SoapiesChoice · 29/02/2024 10:21

I had never heard of bottomless brunches until this thread and assumed it meant bottomless food until I read some later posts. OP I hope you don't mind my slightly straying to say I'm curious how a bottomless alcohol meal can even work from a pricing/business point of view.

Back on topic, how judgy of people to assume a meet up with wine has to be a cheery affair.

If I was meeting a friend for a mutual catch-up, get things off our chests etc meal and we planned to drink with it, surely it would be up to us whether we felt a bottomless brunch would suit us best.

Or is it in the small print of bottomless brunches that "all conversation must be sunshine and smiles to take part in this deal"?

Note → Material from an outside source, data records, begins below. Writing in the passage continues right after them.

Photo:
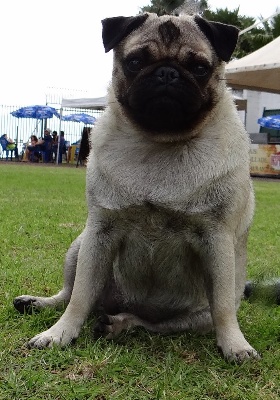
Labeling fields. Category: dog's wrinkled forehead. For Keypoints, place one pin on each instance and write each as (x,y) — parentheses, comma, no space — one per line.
(170,31)
(168,36)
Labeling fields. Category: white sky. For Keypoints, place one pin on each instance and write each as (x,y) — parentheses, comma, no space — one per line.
(57,43)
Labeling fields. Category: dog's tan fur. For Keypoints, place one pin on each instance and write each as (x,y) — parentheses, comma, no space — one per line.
(164,246)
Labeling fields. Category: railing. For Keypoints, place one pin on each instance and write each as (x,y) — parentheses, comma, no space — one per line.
(20,129)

You have a limited time slot - usually 1.5 - 2hrs. In some places they are deliberately slow to top up drinks, or they have a policy that they won't top up everyone's drink until everyone on the table has finished their glass. The drinks are often mixed weaker than the standard servings from the bar. There was a long thread about them a little while ago.

FrustatedAgain · 29/02/2024 11:35

She asked you if it was ok so clearly cares about what you think.
Perhaps this other friend has been going through so tough times too and she was trying to be supportive. I don't think you should worry though or let it put a dampener on your day.

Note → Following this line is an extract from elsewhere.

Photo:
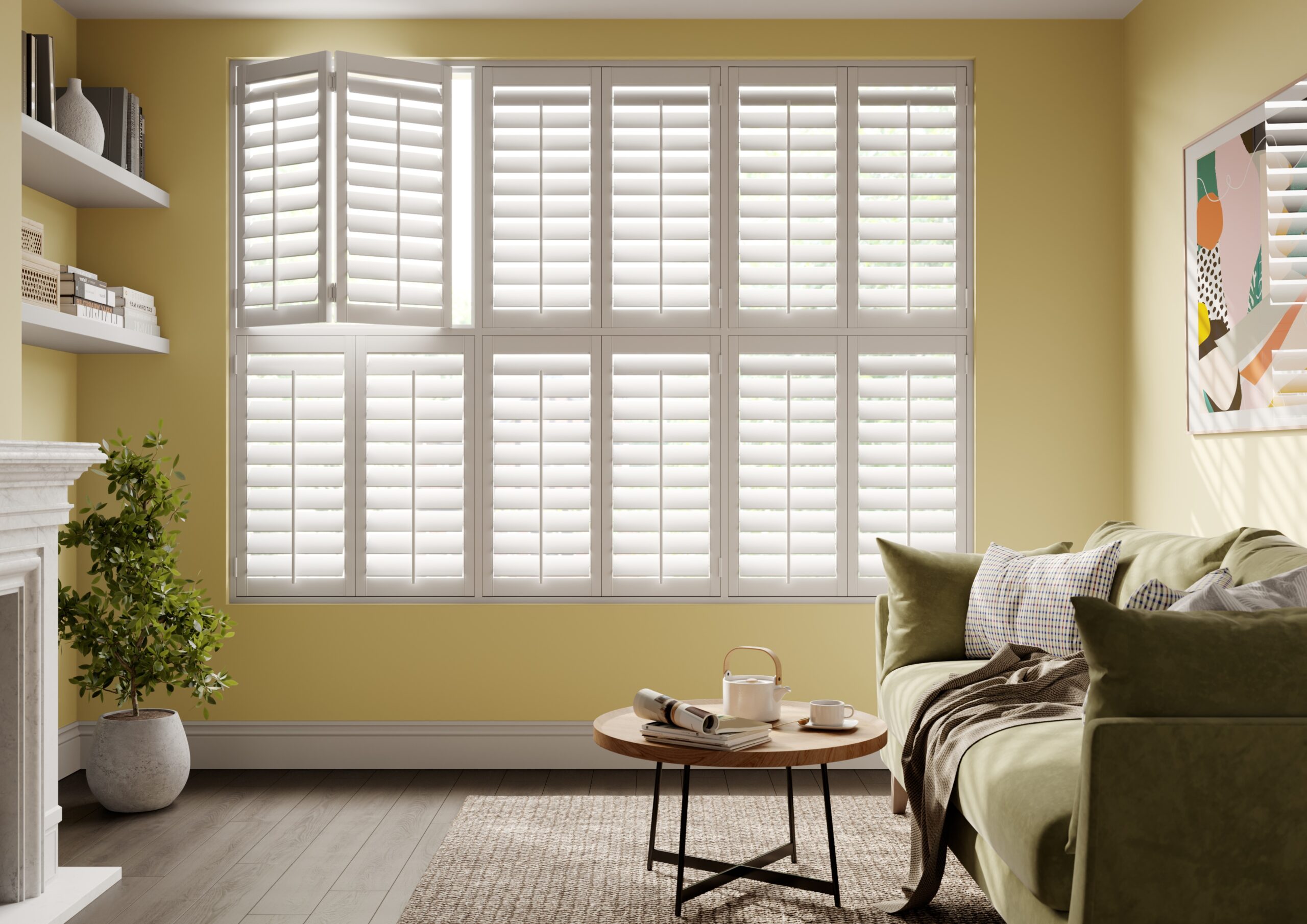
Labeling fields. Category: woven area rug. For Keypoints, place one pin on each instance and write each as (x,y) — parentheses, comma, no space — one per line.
(580,860)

user1477391263 · 29/02/2024 11:39

thepastinsidethepresent · 29/02/2024 10:36

I'm not sure it's a trend as such. I do think lockdown has made a difference, but I think that's partly because a lot of introverts (not necessarily assuming OP is one btw, I'm just giving my views from my own standpoint) have come to realise they don't have to go through life constantly pretending to be extrovert in order not to be seen as antisocial, and mentally exhausting themselves doing stuff they don't really want to do. I think people (both extrovert and introvert) are just being more selective these days, and personally I think that's healthy. Life isn't a one-size-fits-all thing, and it's too short to waste on doing stuff that doesn't feel meaningful.

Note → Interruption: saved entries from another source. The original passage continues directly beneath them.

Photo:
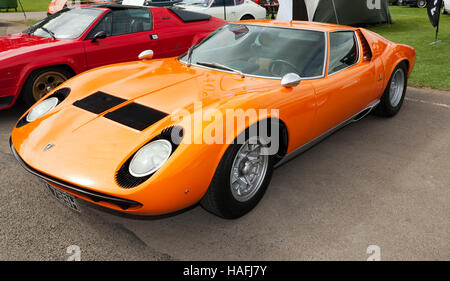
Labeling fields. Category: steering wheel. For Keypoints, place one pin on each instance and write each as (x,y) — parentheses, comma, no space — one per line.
(276,67)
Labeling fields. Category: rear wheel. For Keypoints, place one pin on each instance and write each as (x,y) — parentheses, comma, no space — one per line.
(42,81)
(393,96)
(240,181)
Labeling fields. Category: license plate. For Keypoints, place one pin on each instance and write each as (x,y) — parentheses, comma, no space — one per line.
(65,198)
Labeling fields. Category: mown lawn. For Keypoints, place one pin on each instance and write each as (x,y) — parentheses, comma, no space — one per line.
(32,6)
(412,27)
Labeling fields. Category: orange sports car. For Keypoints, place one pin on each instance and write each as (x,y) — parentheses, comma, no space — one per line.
(155,136)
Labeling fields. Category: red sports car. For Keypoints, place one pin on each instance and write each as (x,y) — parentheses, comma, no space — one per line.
(74,40)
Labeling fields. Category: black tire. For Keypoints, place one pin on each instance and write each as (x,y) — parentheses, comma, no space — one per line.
(247,17)
(219,199)
(421,3)
(385,108)
(27,90)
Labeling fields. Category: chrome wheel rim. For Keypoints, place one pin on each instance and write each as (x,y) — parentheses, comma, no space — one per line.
(46,82)
(248,170)
(397,87)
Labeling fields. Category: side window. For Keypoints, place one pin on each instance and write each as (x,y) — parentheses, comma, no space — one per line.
(219,3)
(103,25)
(343,50)
(131,21)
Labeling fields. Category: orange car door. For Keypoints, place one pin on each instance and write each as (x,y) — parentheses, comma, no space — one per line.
(351,84)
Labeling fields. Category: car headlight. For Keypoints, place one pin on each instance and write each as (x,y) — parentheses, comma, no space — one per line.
(42,108)
(150,158)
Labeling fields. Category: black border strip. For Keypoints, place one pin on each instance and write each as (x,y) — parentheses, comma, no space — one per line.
(95,196)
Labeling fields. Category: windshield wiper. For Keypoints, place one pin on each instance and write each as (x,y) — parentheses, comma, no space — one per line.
(221,66)
(52,34)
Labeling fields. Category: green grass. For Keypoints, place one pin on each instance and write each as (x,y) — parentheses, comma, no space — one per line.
(412,27)
(32,6)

If it were true that "People are just doing what will naturally make them most happy, as opposed to the pas when people were forced to socialize when this made them unhappy," we'd be seeing general improvements in happiness and mental health.

In reality of course the opposite is the case.

Jon Haidt has written about this, but even people who define themselves as introverts seem to become happier and have better mental health when pushed to socialize with others. They don't seek it or want to do it, but it's better for them. (c.f. exercise, or putting screens down: people often shrink from doing it, but their mental health improves when they are pushed to do so).

The OP should try thinking of "meeting new people" as a kind of exercise for her socialization "muscles."

WardrobesAreFull · 29/02/2024 11:41

I have a friend who does this and it really irritates me. I think she does it because she’s very busy and likes to be able to “tick off” catching up with several friends at once rather than having to meet us all separately.

So I don’t think you’re unreasonable to be annoyed but since she then listened to your feedback and didn’t invite the other friend, I think it would be odd to cancel on her now.

Crunchymum · 29/02/2024 11:45

So you told your friend you'd rather it be the 2 of you, she agreed to this and you're still debating telling her to catch up with the other friend and you'll meet her another time? That is bordering full on drama llama territory!!

I'm assuming she's already made her excuses to the other friend so you cancelling means she'd left high and dry.

IReallyStillCantBeBothered · 29/02/2024 11:48

Immemorialelms · 28/02/2024 23:35

I reckon go, bring it up, be vulnerable and say you feel awkward about asking her not to bring her friend, and a bit worried in case she doesn’t love you as a friend as you do her, and you'll resolve it, have a bucket of prosecco, and end the lunch best buddies.

If you don't go you will feel crap about her and probably drift away.

Seriously?

She has already agree not to bring her other friend, OP should drop it not go asking if she is loved or not.

lap90 · 29/02/2024 11:52

Honestly your reaction comes across as OTT and you seem intense.

She asked, which is fine... you said preferably not, which is fine... no need to be dramatic and throw toys out the pram.